In CommonMark, there is the notion of indented-code-blocks. In the current implementation of #1863, if we have something like this on the header:
{- Hi there
how are you?
-}
At first glance, I expected that this could generate two <p> sibling elements. On the processing, the comment delimiters will be removed, so it will be come the following text:
Hi there
how are you?
And mmark will parse it and produce the following html
<p>Hi there</p>
<pre>
<code>how are you?
</code>
</pre>
And that's its expected behaviour, being mmark a commonmark parser. But should be keep it that way and do no indentation-related processing? The first test I did was with a doc header like in that example and I ended up a litttle confused, I didn't knew about that common mark rule though.
The following example renders two paragraphs:
{-
Hi there
how are you?
-}
For simplicity, I think that we should do no-indentation processing and encourage users to use the latest: to start their docs on next line after the {-. But I'd like to see your thoughs/regards about this.
Yeah, I agree that the documentation should not be indented and should start on the line after the {-. This is why most of the Prelude documentation is formatted in that way.
@Gabriel439: Should the tool still just remove the {- prefix or remove the entire first line? Currently it is doing the prior.
Won't we need to properly handle indented comments anyway once we start processing in-code comments too?
E.g.
let MyRecord =
{ {-| foo
bar
baz -}
x : Natural
, ...
}
I don't see why we shouldn't support this for headers too.
It's a bit tricky of course, but we also have already established some (i assume) similar rules for multi-line strings: https://github.com/dhall-lang/dhall-lang/blob/master/standard/multiline.md#indentation
I think we should rather consider not supporting indented code blocks since they won't mix well with indented block comments.
rustdoc AFAICT seems to bypass this issue by requiring each line to start with ///, so there's never any ambiguity on how far a comment line is indented.

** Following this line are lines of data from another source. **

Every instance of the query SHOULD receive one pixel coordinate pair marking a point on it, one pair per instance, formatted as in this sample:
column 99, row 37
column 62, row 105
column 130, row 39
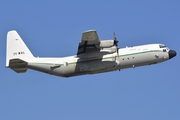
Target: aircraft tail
column 17, row 53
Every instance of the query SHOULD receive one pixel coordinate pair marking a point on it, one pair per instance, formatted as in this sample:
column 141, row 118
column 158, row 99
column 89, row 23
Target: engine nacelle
column 106, row 44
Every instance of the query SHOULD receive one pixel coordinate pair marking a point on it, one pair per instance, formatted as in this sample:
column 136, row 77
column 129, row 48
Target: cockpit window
column 162, row 46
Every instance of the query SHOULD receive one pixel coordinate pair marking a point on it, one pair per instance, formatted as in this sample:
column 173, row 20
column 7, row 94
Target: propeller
column 116, row 44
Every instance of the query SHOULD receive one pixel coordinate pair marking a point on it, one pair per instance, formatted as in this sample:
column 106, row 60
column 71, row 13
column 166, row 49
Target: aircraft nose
column 172, row 54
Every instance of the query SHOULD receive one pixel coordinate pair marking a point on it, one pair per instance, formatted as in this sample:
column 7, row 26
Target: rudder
column 16, row 48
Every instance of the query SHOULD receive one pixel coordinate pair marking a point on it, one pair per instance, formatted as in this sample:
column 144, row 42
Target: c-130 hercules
column 93, row 56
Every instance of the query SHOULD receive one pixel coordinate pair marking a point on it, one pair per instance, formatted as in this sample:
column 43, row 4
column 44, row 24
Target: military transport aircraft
column 93, row 56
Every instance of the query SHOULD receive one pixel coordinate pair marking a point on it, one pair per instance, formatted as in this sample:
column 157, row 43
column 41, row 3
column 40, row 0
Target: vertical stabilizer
column 16, row 48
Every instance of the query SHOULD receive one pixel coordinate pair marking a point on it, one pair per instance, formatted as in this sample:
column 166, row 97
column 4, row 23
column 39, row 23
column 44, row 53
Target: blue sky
column 54, row 28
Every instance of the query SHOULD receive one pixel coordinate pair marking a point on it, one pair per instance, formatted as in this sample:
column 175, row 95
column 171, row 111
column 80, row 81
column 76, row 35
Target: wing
column 89, row 42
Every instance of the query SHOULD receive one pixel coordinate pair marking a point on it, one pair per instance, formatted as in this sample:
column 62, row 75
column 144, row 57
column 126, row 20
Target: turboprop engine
column 105, row 44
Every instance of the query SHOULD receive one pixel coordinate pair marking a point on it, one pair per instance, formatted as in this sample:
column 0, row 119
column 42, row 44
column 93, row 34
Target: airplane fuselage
column 128, row 57
column 93, row 56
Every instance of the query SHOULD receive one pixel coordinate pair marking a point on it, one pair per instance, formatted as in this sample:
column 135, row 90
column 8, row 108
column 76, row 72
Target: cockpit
column 165, row 49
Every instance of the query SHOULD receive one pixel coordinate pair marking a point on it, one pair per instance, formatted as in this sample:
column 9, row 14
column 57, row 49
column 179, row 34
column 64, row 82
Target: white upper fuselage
column 128, row 57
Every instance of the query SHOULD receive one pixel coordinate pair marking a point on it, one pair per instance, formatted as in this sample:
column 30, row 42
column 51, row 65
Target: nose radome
column 172, row 54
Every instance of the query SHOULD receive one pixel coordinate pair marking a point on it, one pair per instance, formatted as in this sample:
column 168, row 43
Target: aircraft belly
column 93, row 66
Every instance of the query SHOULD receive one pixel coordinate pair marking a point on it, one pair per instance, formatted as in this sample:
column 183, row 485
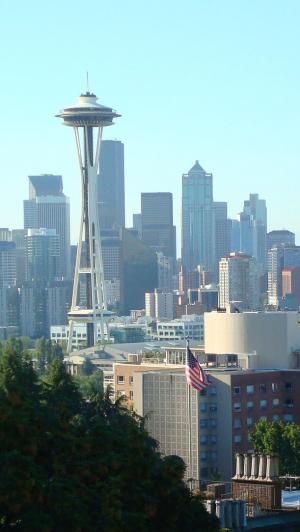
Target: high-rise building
column 159, row 305
column 111, row 192
column 291, row 286
column 238, row 279
column 137, row 223
column 280, row 236
column 158, row 231
column 280, row 257
column 198, row 238
column 48, row 207
column 42, row 255
column 222, row 244
column 7, row 263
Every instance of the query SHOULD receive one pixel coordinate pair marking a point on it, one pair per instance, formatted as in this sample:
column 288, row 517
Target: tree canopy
column 279, row 438
column 83, row 464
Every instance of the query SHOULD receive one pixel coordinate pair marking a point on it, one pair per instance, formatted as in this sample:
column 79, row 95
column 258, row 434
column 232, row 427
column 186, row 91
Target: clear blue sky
column 214, row 80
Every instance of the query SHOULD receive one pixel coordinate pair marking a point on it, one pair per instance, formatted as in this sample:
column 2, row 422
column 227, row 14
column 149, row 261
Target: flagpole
column 189, row 424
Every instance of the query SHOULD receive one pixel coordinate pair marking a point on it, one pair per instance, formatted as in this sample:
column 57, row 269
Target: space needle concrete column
column 88, row 118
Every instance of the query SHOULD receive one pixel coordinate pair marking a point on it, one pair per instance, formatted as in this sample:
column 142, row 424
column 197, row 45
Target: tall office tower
column 111, row 193
column 256, row 209
column 112, row 266
column 7, row 264
column 42, row 255
column 280, row 236
column 159, row 304
column 238, row 280
column 88, row 117
column 275, row 267
column 198, row 239
column 158, row 231
column 33, row 310
column 165, row 268
column 222, row 247
column 59, row 296
column 291, row 287
column 137, row 223
column 48, row 207
column 234, row 235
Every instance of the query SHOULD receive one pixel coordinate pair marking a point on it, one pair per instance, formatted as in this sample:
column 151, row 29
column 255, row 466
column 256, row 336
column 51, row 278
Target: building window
column 237, row 407
column 275, row 387
column 249, row 421
column 289, row 403
column 212, row 390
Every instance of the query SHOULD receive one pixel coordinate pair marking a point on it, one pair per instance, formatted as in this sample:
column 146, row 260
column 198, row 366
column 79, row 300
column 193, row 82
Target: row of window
column 263, row 388
column 263, row 403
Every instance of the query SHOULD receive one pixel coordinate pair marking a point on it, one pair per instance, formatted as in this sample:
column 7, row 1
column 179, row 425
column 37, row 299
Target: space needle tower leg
column 91, row 118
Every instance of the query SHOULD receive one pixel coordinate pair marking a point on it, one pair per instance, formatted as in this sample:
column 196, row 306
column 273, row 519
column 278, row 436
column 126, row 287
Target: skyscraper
column 198, row 239
column 238, row 280
column 48, row 207
column 158, row 231
column 111, row 192
column 221, row 232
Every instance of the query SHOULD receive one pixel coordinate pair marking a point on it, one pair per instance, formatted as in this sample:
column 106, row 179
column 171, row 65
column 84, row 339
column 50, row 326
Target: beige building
column 272, row 338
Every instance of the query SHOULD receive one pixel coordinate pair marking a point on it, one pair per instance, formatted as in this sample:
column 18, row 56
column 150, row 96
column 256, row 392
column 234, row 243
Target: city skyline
column 234, row 65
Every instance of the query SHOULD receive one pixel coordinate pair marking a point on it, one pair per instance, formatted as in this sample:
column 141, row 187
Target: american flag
column 195, row 375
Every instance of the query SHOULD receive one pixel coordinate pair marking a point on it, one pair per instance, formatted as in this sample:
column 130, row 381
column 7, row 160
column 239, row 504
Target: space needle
column 88, row 118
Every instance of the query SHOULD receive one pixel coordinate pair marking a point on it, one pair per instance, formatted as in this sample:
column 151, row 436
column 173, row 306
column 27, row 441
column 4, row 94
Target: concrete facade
column 273, row 336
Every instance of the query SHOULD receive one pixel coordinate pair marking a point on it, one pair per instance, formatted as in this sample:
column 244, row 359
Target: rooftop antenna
column 87, row 82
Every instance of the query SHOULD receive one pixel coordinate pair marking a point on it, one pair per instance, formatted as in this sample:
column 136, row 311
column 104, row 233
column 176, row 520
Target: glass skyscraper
column 198, row 244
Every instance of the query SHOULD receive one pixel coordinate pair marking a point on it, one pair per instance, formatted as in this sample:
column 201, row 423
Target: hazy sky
column 214, row 80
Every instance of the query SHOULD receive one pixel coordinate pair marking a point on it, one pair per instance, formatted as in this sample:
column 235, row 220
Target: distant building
column 48, row 207
column 42, row 255
column 111, row 193
column 280, row 236
column 158, row 231
column 198, row 237
column 270, row 339
column 222, row 244
column 238, row 281
column 159, row 304
column 280, row 257
column 137, row 223
column 7, row 264
column 188, row 326
column 291, row 285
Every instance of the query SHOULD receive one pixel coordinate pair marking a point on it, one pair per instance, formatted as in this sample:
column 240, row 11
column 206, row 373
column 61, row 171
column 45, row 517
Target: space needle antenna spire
column 88, row 118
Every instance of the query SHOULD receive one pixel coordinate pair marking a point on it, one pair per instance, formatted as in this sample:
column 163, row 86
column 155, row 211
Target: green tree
column 279, row 438
column 85, row 465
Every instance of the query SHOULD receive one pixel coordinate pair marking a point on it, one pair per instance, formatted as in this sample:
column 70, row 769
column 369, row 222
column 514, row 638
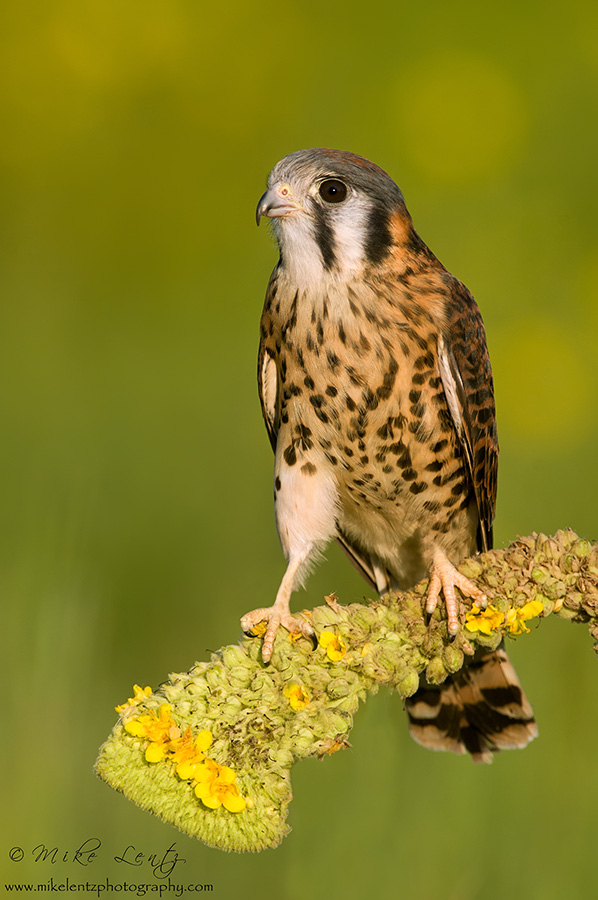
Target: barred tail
column 480, row 710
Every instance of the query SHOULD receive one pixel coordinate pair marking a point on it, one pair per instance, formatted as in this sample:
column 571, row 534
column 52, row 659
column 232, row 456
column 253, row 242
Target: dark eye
column 333, row 191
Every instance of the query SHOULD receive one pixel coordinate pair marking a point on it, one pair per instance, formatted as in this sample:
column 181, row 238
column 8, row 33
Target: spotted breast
column 377, row 394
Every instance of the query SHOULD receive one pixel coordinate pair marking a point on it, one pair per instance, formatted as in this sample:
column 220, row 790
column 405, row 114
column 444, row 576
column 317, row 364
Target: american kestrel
column 377, row 394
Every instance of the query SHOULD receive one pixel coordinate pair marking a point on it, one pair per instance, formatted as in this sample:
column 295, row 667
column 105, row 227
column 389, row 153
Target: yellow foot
column 444, row 577
column 275, row 617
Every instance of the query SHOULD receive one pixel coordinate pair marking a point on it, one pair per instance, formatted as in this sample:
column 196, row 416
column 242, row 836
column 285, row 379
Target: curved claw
column 445, row 577
column 275, row 617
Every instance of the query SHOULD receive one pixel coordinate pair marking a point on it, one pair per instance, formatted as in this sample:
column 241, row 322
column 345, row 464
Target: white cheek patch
column 349, row 227
column 302, row 258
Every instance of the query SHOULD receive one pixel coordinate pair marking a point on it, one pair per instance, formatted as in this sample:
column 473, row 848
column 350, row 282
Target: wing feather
column 467, row 381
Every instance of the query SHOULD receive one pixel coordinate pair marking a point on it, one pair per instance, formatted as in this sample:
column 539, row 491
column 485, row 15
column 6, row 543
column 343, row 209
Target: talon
column 445, row 577
column 270, row 619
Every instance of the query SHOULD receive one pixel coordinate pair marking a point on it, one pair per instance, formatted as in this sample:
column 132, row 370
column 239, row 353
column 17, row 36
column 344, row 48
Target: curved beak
column 276, row 202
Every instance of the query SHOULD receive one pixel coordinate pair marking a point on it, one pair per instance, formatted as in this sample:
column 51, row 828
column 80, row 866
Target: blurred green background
column 137, row 137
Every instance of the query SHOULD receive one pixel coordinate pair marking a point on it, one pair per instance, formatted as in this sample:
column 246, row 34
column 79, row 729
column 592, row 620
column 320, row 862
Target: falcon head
column 333, row 213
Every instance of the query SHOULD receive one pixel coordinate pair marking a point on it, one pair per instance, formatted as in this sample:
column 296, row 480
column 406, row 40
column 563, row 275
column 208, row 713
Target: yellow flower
column 140, row 695
column 517, row 617
column 188, row 752
column 333, row 644
column 296, row 695
column 216, row 787
column 158, row 728
column 484, row 620
column 259, row 629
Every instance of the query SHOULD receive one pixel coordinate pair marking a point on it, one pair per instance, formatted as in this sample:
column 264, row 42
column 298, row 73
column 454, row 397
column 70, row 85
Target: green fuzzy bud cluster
column 260, row 732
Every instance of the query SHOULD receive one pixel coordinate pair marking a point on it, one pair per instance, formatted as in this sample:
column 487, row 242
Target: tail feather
column 480, row 710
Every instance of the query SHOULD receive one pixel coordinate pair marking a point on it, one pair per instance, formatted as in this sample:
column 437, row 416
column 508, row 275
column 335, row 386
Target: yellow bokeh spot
column 461, row 117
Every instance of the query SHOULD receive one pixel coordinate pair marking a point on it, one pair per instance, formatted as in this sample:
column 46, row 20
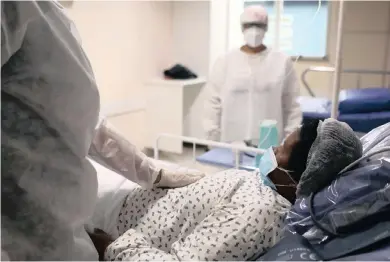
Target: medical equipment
column 362, row 109
column 348, row 219
column 268, row 136
column 225, row 148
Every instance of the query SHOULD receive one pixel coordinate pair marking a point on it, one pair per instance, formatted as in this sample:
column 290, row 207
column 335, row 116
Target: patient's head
column 314, row 154
column 292, row 156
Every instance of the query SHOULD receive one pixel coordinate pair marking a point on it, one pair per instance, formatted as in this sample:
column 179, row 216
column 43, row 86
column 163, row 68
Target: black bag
column 179, row 72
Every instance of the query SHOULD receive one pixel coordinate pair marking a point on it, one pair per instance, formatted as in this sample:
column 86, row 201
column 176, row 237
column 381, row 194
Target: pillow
column 365, row 100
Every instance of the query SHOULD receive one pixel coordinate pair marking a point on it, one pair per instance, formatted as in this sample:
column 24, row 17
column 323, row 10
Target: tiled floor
column 186, row 160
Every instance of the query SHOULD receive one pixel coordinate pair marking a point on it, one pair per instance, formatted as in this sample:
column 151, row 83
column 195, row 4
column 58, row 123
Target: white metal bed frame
column 337, row 70
column 196, row 141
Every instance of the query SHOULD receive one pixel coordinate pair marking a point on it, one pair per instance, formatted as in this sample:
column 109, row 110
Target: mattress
column 320, row 108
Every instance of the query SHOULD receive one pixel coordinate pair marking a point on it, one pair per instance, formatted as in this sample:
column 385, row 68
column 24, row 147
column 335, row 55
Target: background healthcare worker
column 49, row 113
column 251, row 84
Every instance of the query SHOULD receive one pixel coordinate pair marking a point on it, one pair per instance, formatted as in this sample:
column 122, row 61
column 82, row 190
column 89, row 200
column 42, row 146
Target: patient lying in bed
column 226, row 216
column 231, row 215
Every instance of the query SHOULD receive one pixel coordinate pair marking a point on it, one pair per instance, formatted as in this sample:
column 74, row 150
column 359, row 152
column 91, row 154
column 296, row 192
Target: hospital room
column 215, row 130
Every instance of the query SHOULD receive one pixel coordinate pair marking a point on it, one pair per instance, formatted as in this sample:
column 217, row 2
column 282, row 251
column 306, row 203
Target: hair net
column 254, row 14
column 335, row 147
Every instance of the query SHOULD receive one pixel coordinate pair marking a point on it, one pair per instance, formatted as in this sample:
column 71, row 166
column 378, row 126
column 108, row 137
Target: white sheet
column 112, row 191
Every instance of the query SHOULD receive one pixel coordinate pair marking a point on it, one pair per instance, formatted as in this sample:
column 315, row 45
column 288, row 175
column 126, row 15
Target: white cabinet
column 174, row 107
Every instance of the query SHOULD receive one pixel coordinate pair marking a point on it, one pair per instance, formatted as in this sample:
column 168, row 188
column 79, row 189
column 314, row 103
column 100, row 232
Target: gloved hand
column 178, row 177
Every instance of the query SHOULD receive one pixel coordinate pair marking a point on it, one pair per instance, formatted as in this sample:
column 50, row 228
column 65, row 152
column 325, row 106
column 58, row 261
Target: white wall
column 191, row 27
column 127, row 42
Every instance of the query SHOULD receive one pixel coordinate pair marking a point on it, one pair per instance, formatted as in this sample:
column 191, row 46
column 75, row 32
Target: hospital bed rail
column 196, row 141
column 327, row 69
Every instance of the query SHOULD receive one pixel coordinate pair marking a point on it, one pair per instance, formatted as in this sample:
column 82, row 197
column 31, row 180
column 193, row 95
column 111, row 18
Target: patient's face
column 283, row 151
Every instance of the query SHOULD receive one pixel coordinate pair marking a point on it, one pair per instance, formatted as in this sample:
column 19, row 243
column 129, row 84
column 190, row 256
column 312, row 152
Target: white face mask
column 254, row 36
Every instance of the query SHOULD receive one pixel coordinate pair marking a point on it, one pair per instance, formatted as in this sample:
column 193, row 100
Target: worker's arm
column 213, row 103
column 13, row 30
column 116, row 152
column 292, row 114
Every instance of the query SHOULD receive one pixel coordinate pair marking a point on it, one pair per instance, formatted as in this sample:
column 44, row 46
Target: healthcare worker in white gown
column 251, row 84
column 49, row 115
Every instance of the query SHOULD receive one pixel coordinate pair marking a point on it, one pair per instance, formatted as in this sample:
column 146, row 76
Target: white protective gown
column 246, row 89
column 49, row 111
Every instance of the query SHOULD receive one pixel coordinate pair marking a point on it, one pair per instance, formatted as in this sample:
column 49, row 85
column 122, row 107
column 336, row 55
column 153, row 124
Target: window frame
column 237, row 6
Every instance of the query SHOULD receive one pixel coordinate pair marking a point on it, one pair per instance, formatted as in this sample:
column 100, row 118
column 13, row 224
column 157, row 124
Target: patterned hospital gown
column 226, row 216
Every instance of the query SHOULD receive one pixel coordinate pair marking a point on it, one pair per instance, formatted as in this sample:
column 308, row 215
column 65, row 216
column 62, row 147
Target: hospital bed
column 362, row 108
column 221, row 156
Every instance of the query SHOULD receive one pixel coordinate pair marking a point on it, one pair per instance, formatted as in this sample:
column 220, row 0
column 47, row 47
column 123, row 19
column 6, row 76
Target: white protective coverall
column 49, row 112
column 245, row 89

I think we should rather consider not supporting indented code blocks since they won't mix well with indented block comments.
Or establish some rules about what type of comments should be used for your documented element. Like for example:
Although I dont like it to much...
rustdocAFAICT seems to bypass this issue by requiring each line to start with///, so there's never any ambiguity on how far a comment line is indented.
Javadoc does something similar, you need to start your comments with /** and each line should start with *.
We could do something similar, using | in our case, although its not so easy to type and may end up being annoying for the user.
Or maybe we can use the first line in the code comment as our indentation guide and subsequent lines will need to be indented using that as the base
If so, I think that cases like:
{-| foo
bar
baz
Will be ok and will generate an indented codeblock for baz, and
{-| foo
bar
baz
Will be invalid or maybe we can assume lesser indentation will be equal to the first indentation.
What about something this:
{-| foo
| bar
| baz
|-}
-- | foo
-- | bar
-- | baz
Then the indentation would be unambiguous, because it would be relative to the |
Yeah, that would probably simplify the implementation. It looks a bit onerous to type though.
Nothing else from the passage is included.